Cabe extrañar la inacción de la Asamblea Legislativa en temas derivados por el Tribunal Agroambiental y que deben ser tratados como prioridad, en contraste con la rapidez con la cual actúan cuando deben aprobar normativas que atentan contra el medio ambiente y la propiedad territorial de campesinos e indígenas, como la Ley N° 1720 de Conversión de Tierras presentada por el senador Branko Marinkovic, que según especialistas en el tema de tierras favorecía a mediano plazo más al sector agropecuario. Dicha normativa fue derogada por el rechazo social; es de extrañar que, la noche donde los legisladores hacían su intervención para debatir la abrogación, la mayoría de ellos defendía la normativa acusando a los indígenas de tierras bajas de violentos y desinformados. Uno de los hechos más lamentables de amedrentamiento hacia las autoridades que cumplen sus funciones con idoneidad fue la ejecución del magistrado del Tribunal Agroambiental Víctor Hugo Claure Hinojosa en el mes de mayo del 2026, por sicarios en Santa Cruz. La autoridad estaba muy involucrada en procesos de fiscalización sobre avasallamientos, desalojos y disputas de propiedad agraria y forestación en la Chiquitania. A su vez, Claure había participado activamente en inspecciones de campo y suspensión de minería ilegal en la cuenca del río Madre de Dios y medidas de protección de reservas y fauna silvestre.

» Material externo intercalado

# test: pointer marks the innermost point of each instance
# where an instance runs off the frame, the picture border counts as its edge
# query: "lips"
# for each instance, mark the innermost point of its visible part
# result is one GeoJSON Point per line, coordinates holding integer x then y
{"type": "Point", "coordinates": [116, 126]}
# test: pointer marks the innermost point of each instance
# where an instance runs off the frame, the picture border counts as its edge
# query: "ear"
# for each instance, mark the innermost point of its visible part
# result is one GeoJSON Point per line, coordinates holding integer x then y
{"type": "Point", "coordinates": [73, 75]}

Con todos los hechos expuestos, se puede llegar a la conclusión de que existen indicios de la intromisión de grupos de poder económico tanto en la Asamblea Legislativa como en los operadores de justicia para impedir la ejecución de las sentencias y fallos del Tribunal Agroambiental a favor del medio ambiente y pueblos indígenas. La situación no parece cambiar debido a que ninguna autoridad hace pública la inacción de estas instancias, quizás por miedo a lo ocurrido al magistrado asesinado, o quizás por intereses económicos.

Rubén Ticona Quisbert es economista y defensor ambiental.

Las opiniones de nuestros columnistas son exclusiva responsabilidad de los firmantes y no representan la línea editorial del medio ni de la red.

Mientras tanto, no existe una efectiva protección del jaguar ni de su territorio, los incendios persisten, más ríos quedan contaminados, más fuentes de agua son restringidas a las comunidades indígenas y más áreas protegidas son loteadas por proyectos inmobiliarios.